Not even close...lol... break up the data into smaller segments, SmallerSegment = X[1:8192]; would be your first segment. Also, you can't just plot your fft output, you have positive and negative frequencies, if you only want positive (real valued signal), plot from 1:fft_length/2. If you're also interested in the negative frequencies, then you have to call fft_shift() before plotting.

Member 10512547 10-Feb-14 22:56pm

ok im lost there, pls tell me what to do

Albert Holguin 10-Feb-14 23:20pm

plot half of your fft output, and feed in chunks... each plot will represent the spectral display of that chunk, you can plot them to different graphs and you'll see the spectral changes in time.

Albert Holguin 10-Feb-14 22:50pm

...and what do you mean by 81ps?

Member 10512547 10-Feb-14 23:05pm

1 timestamp units is equal to 81picoseconds

Albert Holguin 10-Feb-14 23:23pm

by the way... if you're just doing an fft on time stamps, you'll probably not get anything eventful, the fft should be on the data that the time stamping is associated with.

Albert Holguin 10-Feb-14 23:34pm

if you're wondering what happens when you take an FFT of time stamps... well, you'll get nothing, because the DFT is essentially a window into the spectral domain of a signal when sampled at some interval of time.
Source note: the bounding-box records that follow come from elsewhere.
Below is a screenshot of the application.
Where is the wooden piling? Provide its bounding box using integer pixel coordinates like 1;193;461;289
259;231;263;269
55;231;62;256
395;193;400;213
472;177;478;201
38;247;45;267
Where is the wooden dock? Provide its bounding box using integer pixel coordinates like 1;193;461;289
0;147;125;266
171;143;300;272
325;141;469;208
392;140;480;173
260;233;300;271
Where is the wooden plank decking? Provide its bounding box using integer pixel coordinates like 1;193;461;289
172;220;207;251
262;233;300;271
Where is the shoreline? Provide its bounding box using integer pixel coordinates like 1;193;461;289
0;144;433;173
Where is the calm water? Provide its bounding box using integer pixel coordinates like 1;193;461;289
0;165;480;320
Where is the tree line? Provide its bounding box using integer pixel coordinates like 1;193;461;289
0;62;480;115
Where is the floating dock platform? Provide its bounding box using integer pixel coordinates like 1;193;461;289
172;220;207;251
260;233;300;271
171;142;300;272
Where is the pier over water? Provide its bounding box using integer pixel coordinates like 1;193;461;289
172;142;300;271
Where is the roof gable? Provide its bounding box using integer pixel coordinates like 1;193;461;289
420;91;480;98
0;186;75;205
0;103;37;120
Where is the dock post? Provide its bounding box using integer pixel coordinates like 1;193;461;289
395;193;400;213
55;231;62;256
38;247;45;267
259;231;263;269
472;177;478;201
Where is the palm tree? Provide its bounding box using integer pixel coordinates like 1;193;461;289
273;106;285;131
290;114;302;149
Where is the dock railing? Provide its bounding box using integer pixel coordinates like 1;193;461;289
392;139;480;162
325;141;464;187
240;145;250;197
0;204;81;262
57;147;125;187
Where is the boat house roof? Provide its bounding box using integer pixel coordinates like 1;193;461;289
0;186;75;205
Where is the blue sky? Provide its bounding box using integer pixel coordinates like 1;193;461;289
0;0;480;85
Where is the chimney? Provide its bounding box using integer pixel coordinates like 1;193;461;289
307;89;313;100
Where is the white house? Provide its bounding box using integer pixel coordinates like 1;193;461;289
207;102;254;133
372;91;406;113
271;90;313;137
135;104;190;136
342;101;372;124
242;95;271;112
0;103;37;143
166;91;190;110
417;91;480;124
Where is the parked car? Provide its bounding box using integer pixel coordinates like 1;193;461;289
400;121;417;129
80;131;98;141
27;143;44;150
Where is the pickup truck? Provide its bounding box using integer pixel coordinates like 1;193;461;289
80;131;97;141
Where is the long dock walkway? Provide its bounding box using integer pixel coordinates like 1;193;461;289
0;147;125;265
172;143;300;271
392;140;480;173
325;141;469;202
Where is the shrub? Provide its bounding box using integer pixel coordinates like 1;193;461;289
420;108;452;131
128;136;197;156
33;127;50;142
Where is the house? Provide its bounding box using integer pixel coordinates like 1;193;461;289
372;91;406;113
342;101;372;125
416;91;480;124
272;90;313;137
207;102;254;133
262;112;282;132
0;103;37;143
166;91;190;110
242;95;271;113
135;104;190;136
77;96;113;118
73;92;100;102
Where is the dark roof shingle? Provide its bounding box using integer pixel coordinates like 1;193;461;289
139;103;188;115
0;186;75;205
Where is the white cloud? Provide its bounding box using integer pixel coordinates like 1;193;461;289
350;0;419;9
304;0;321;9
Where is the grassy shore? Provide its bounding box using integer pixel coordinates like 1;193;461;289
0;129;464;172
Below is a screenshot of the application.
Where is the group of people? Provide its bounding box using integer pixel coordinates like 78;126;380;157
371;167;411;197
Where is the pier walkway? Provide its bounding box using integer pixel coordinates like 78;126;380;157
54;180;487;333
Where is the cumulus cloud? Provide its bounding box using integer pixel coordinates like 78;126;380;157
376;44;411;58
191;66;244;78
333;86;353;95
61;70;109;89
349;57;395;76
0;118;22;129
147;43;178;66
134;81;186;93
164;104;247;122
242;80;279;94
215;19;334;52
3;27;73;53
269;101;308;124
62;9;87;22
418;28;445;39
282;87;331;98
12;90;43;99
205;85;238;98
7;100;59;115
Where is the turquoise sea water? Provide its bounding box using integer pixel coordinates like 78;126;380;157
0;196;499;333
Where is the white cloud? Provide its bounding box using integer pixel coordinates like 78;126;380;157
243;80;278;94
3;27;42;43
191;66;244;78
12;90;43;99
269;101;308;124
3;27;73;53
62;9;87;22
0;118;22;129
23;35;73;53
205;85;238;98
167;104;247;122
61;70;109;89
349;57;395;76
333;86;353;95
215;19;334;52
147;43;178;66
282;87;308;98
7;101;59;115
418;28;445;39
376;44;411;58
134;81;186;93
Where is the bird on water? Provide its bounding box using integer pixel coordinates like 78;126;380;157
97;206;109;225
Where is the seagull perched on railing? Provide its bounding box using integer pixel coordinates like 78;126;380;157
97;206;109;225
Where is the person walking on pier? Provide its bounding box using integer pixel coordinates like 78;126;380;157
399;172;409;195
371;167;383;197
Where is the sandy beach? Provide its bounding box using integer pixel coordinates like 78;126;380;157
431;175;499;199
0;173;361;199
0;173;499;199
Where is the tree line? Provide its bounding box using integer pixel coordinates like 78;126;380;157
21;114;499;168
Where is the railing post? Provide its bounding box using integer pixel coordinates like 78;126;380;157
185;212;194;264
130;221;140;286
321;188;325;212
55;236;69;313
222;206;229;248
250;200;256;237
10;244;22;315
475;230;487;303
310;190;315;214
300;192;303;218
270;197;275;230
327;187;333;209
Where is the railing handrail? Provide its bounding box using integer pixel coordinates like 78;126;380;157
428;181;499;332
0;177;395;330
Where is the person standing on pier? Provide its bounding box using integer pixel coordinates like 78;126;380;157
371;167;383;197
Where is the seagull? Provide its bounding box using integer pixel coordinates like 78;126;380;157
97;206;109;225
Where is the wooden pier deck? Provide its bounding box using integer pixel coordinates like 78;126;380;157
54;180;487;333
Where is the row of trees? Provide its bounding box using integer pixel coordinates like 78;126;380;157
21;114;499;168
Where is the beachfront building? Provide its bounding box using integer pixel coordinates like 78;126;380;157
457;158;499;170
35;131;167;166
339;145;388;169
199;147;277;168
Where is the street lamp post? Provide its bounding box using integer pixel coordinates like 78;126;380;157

If your timestamps ARE your data, and they occur at a regular interval, then there's really nothing there to show.

Matt T Heffron · Answer 3 · 2014-02-10T16:18:00

Solution 3

Thinking about it more, I'm not sure you really need to use an FFT.
If you just want the best approximation to the period of the signal, then maybe you should use Linear Regression.
Use something like:

rawTimes = [82473035994223.000000
82473036321275.000000
82473036758714.000000
82473037152621.000000
82473037463611.000000
82473037735504.000000
82473038019083.000000
82473038281295.000000
82473038636703.000000
82473039013925.000000
82473039348376.000000
82473039596255.000000
# etc.];
X = rawTimes .- rawTimes(1);  # unlike Solution 1, these no longer need to be integer
Y = 1:(size(X)(1));
fit = polyfit(X, Y', 1);
period = 1./fit(1);

period is the best fit, in timestamp units, of the interval between "events"
With these 12 points the period is about 325441.8

Posted 10-Feb-14 16:18pm

Matt T Heffron

Updated 10-Feb-14 16:22pm

v3

Comments

Member 10512547 10-Feb-14 22:21pm

i got an error
>> Y = 1:(size(X)(1));
Error: ()-indexing must appear last in an index expression.

what does it mean?

Matt T Heffron 11-Feb-14 12:03pm

I don't know what the problem is here, I used this EXACT statement when I tried this.

Matt T Heffron 11-Feb-14 12:30pm

Perhaps:
[XL, ignore] = size(X);
Y = 1:XL;

Member 10512547 10-Feb-14 22:26pm

Also,i forgot to mention that within the detection timestamps i obtained, some might be darkcounts, meaning a false detection so this method might not really work.

Matt T Heffron 11-Feb-14 12:01pm

If you know which are which, use only the ones that are positive events.

Matt T Heffron 11-Feb-14 12:28pm

If you better describe the problem and available data characteristics, we can give better advice.

Albert Holguin 10-Feb-14 22:33pm

fft's don't require integers... they typically use single or double precision floating types.

Matt T Heffron 11-Feb-14 12:02pm

Yes, but in my Solution 1, the values had to be integer because they were being used as INDICES to set the values into the vector.

Albert Holguin 11-Feb-14 13:16pm

Oh, I see... but it's still not practical to feed that many points to an fft routine

Matt T Heffron 11-Feb-14 13:19pm

Which is why this solution proposes Linear Regression!
The slope of the fit line is the frequency of occurrence, 1/slope is the period.

Albert Holguin 11-Feb-14 14:18pm

I was referring to your other solution. Settle down.